Majid Azimi
Majid Azimi

Reputation: 5745

sleep before closing 0MQ sockets

In Code Connected book volume 1(page 23) there is a example for using PUSH, PULL messaging. Before closing sockets it uses sleep(). Here is the code:

printf("Total expected cost: %d msec\n", total_msec);
sleep(1); // Give 0MQ time to deliver

zmq_close(sink);
zmq_close(sender);
zmq_ctx_destroy(context);

What is that sleep(1) about? Is this general rule?

Upvotes: 2

Views: 182

Answers (2)

Pieter Hintjens
Pieter Hintjens

Reputation: 6669

The sleep (1) in taskvent.c and tasksink2.c were hangovers from when the examples still used 0MQ/2.2, and you can delete these two lines of code, if you're running on 0MQ/3.2. I've just done that, tested, and it works as you'd expect.

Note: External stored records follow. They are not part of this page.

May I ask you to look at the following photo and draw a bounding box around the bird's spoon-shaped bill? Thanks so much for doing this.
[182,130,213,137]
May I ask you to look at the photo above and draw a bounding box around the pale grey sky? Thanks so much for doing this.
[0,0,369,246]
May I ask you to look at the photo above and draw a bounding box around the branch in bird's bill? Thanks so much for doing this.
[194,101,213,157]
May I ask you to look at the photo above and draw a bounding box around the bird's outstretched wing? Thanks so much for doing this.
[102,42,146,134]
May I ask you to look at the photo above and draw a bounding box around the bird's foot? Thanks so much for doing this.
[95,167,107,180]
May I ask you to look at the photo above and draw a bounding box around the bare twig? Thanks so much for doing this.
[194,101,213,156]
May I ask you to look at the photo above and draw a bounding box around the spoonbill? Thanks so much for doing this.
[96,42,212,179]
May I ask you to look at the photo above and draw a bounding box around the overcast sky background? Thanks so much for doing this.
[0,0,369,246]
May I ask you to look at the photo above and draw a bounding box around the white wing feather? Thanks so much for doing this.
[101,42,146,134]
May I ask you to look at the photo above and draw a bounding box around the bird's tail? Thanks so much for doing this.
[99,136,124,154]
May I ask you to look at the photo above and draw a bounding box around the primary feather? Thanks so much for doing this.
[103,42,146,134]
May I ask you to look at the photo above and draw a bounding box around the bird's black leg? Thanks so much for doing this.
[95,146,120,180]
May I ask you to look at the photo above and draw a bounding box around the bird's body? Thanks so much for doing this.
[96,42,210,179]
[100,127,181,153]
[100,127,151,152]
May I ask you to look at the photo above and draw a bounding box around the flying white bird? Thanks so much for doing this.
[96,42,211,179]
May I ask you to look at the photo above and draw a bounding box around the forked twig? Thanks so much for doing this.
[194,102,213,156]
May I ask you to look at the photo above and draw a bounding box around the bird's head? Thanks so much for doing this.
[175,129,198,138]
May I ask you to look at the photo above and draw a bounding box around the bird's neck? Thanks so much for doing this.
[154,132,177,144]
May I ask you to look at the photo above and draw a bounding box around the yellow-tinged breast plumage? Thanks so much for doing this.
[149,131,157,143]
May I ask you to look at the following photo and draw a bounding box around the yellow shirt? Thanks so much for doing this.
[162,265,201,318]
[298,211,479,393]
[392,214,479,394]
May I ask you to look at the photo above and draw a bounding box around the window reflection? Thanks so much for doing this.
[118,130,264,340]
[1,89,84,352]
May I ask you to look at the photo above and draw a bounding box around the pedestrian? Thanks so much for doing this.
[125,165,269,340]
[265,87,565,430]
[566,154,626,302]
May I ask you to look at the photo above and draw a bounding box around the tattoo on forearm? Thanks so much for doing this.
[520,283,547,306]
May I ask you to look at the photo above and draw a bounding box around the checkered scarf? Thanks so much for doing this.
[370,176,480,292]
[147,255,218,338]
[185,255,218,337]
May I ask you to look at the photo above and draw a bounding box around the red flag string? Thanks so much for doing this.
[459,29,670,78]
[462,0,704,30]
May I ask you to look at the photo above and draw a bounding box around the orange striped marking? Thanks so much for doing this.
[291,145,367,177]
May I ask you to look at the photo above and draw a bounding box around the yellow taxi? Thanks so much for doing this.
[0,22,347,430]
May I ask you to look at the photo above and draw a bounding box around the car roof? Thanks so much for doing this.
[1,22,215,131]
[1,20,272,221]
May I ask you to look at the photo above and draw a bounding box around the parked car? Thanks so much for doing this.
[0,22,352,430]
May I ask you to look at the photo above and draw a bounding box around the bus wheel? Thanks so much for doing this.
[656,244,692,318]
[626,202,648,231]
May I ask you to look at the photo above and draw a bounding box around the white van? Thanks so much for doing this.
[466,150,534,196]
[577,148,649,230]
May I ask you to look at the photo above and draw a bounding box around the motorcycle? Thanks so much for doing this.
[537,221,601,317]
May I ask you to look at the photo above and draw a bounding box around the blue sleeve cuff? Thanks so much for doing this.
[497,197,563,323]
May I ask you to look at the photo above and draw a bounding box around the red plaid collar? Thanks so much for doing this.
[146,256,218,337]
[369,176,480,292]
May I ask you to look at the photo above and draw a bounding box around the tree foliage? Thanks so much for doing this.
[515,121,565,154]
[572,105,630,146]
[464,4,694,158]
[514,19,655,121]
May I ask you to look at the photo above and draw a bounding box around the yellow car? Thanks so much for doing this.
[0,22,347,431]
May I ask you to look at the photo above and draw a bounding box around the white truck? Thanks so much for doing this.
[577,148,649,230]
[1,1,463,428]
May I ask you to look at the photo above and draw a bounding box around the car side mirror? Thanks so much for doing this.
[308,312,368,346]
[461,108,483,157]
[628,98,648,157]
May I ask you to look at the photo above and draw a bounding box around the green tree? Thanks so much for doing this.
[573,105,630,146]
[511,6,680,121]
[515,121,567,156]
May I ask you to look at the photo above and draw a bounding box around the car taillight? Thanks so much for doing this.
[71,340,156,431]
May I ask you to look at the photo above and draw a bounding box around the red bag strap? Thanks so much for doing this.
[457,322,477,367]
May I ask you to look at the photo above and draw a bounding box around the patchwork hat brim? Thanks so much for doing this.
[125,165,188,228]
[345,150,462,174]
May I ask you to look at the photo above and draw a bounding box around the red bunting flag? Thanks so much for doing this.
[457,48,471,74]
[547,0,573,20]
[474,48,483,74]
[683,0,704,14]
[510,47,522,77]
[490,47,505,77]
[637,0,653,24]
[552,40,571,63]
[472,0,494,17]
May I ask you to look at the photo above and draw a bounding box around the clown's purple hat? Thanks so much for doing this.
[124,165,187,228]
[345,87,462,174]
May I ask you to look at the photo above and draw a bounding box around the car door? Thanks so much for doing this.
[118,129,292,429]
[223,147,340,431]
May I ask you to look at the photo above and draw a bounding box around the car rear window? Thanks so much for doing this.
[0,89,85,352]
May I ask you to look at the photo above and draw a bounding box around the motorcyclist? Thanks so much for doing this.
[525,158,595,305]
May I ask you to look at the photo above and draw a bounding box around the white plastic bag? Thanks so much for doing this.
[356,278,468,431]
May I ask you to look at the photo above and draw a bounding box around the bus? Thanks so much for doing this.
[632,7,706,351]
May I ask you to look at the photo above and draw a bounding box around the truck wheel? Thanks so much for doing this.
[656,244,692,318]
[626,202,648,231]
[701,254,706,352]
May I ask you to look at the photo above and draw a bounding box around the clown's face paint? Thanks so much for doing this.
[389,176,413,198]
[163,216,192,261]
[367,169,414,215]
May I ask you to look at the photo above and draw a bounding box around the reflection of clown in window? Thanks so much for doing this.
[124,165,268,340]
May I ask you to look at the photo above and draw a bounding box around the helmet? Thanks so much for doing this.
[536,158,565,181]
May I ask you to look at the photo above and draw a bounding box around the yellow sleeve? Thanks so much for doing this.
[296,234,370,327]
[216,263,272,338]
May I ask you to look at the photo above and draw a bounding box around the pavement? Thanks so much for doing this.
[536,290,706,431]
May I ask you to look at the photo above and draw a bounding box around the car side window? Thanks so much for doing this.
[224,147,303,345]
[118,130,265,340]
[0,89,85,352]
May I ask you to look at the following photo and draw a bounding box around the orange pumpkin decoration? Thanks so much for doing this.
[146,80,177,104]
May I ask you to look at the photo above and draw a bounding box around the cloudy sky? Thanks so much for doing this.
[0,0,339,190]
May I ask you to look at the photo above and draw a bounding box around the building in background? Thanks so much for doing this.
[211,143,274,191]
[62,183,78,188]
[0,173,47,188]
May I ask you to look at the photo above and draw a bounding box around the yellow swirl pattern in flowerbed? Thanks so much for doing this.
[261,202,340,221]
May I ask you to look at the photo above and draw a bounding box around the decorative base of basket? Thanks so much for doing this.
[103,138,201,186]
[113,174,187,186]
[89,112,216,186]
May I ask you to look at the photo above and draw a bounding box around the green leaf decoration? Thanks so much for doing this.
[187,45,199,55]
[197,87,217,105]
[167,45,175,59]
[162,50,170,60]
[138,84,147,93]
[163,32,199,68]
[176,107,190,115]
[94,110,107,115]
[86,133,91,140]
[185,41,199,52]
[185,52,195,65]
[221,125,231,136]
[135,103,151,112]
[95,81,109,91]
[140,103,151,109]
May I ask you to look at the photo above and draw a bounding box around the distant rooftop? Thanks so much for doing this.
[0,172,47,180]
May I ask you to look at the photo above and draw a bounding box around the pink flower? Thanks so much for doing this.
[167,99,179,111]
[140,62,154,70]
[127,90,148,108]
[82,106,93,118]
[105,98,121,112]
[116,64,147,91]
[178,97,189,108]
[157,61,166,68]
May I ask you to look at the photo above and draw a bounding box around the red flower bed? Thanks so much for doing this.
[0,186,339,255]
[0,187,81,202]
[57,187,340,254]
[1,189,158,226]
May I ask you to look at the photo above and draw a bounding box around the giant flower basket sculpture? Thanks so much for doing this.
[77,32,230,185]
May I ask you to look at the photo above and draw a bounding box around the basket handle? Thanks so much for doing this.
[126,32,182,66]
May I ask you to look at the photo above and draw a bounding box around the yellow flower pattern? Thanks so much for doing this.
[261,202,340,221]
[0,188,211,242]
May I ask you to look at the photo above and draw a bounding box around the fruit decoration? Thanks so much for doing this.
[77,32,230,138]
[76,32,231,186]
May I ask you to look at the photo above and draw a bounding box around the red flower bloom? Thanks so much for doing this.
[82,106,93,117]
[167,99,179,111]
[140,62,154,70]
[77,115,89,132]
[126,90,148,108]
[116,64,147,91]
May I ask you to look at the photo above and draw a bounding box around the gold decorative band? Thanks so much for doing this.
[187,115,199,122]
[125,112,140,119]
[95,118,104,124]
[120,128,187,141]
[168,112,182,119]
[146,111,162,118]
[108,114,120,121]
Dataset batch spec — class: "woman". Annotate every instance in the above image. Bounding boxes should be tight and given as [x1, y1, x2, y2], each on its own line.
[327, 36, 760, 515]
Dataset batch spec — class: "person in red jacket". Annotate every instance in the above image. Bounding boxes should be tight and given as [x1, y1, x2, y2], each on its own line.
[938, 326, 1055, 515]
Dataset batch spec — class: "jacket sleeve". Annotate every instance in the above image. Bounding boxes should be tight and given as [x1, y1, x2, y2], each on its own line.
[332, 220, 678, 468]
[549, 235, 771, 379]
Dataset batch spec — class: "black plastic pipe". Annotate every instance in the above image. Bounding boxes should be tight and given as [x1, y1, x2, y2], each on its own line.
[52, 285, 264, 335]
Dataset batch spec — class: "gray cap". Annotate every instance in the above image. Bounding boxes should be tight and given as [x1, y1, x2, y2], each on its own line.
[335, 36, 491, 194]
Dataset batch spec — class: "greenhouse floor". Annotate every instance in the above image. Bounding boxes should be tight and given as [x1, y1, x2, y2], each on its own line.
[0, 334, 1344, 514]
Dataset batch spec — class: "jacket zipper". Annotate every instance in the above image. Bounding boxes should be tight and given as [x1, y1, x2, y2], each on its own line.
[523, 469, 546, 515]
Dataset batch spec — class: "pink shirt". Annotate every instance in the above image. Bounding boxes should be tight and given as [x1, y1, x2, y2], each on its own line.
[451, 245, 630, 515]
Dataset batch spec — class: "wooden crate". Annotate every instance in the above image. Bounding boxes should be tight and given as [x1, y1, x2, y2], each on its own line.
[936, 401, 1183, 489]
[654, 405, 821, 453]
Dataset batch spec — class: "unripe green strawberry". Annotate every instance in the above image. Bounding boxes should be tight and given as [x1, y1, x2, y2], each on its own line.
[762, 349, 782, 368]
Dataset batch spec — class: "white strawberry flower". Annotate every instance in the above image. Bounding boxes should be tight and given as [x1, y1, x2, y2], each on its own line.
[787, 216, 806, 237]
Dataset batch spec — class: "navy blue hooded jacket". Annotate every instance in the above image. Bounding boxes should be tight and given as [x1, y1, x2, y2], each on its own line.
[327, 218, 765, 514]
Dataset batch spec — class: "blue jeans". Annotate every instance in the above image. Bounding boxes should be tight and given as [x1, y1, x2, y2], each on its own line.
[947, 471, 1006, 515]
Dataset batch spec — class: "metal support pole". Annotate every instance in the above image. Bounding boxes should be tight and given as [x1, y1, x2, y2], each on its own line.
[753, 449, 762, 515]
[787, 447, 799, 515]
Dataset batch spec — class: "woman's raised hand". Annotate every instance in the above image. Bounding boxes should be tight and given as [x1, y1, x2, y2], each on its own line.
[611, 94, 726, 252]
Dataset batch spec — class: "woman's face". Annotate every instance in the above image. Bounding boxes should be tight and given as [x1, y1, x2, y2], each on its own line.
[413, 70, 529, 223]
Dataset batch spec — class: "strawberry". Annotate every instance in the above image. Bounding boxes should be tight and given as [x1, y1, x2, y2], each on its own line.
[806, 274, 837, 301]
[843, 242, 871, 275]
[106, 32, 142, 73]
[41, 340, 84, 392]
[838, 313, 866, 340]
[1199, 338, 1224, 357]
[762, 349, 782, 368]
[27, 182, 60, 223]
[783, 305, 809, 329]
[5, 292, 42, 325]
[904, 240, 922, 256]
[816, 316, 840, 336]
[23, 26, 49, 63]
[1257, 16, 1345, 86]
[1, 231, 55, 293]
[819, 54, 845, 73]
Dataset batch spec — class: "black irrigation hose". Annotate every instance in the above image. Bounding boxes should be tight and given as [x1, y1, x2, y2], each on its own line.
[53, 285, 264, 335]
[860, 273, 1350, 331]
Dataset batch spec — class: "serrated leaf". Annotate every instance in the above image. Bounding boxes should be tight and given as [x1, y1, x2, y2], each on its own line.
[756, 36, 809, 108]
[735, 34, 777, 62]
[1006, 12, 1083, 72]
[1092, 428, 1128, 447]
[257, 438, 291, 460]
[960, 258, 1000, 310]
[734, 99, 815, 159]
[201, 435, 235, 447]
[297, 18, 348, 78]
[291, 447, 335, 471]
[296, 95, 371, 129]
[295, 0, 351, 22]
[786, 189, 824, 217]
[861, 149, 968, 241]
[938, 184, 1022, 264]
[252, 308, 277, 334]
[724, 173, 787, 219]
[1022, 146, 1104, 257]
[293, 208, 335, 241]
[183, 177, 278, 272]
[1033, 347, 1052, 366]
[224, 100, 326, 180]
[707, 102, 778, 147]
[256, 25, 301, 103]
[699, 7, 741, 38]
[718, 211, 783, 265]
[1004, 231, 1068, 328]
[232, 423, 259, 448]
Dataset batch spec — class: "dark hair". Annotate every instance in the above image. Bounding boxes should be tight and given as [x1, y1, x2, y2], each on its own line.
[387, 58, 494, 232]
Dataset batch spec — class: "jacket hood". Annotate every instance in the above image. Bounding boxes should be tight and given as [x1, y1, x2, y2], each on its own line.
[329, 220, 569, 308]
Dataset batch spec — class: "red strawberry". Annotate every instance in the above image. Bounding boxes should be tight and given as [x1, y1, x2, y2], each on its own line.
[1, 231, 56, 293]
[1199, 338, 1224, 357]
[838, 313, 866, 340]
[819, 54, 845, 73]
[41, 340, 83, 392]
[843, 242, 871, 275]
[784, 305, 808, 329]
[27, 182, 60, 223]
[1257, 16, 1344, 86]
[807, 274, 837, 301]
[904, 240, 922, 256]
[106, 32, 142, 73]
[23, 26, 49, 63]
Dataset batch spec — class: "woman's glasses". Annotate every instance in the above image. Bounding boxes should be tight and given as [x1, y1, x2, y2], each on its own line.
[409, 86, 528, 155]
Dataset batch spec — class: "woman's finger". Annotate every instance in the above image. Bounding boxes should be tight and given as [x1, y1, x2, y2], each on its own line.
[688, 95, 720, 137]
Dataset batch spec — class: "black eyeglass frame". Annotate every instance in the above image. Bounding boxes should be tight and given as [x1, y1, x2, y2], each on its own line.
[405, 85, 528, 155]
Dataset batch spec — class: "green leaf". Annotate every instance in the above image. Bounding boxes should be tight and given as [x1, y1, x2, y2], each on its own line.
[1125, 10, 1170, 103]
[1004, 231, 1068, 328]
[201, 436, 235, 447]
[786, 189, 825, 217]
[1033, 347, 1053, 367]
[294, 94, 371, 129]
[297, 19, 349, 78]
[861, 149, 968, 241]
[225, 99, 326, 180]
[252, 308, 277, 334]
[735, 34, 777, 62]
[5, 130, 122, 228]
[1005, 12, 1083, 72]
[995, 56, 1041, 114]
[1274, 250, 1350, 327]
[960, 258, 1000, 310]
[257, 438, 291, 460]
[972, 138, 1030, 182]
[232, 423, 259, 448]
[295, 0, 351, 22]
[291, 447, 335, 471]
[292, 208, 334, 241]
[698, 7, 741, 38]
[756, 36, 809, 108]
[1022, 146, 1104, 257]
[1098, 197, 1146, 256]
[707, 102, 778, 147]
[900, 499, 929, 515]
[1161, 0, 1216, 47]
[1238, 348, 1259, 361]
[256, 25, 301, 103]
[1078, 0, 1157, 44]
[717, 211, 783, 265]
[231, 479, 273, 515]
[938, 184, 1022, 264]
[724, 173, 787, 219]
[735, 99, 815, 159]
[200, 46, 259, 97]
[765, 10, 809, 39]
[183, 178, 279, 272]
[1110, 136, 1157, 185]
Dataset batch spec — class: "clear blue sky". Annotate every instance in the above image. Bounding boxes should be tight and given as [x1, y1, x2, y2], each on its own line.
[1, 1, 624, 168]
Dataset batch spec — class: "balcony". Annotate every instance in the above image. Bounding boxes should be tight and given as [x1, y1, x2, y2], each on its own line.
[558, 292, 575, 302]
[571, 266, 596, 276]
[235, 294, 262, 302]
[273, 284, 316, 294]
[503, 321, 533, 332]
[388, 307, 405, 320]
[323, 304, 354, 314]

The reason: in 2.2, sockets were destroyed and messages discarded, when you terminated the context. In 3.2, messages will be delivered within a timeout specified by the LINGER socket option, which is by default infinite.

There are lots of other examples that use "sleep", for good reasons:

  • to simulate a workload
  • to let a set of peers in a demo start-up and connect
  • to let a set of peers in a demo shutdown
  • to retry after an error

You can do start-up and shutdown synchronization differently but it gets more complex than we want in simple examples.

Upvotes: 3

Flyer
Flyer

Reputation: 327

Using sleep(X) is a bad habit and denote usually a bad design. ZeroMQ is not famous for it's quality of implementation.

The intent here is to wait until ZeroMQ has sent all the pending messages present in the sending queue of the ZeroMQ socket.

1 second is assumed to be long enough but there is absolutely no guaranty. Thus the program will work most of the time but not all the time.

A better way would be to periodically retrieve the number of pending messages in the sending queue and wait until this number goes down to zero. An overall timeout could be added to avoid an infinite wait.

I don't know if ZeroMQ provide a such API.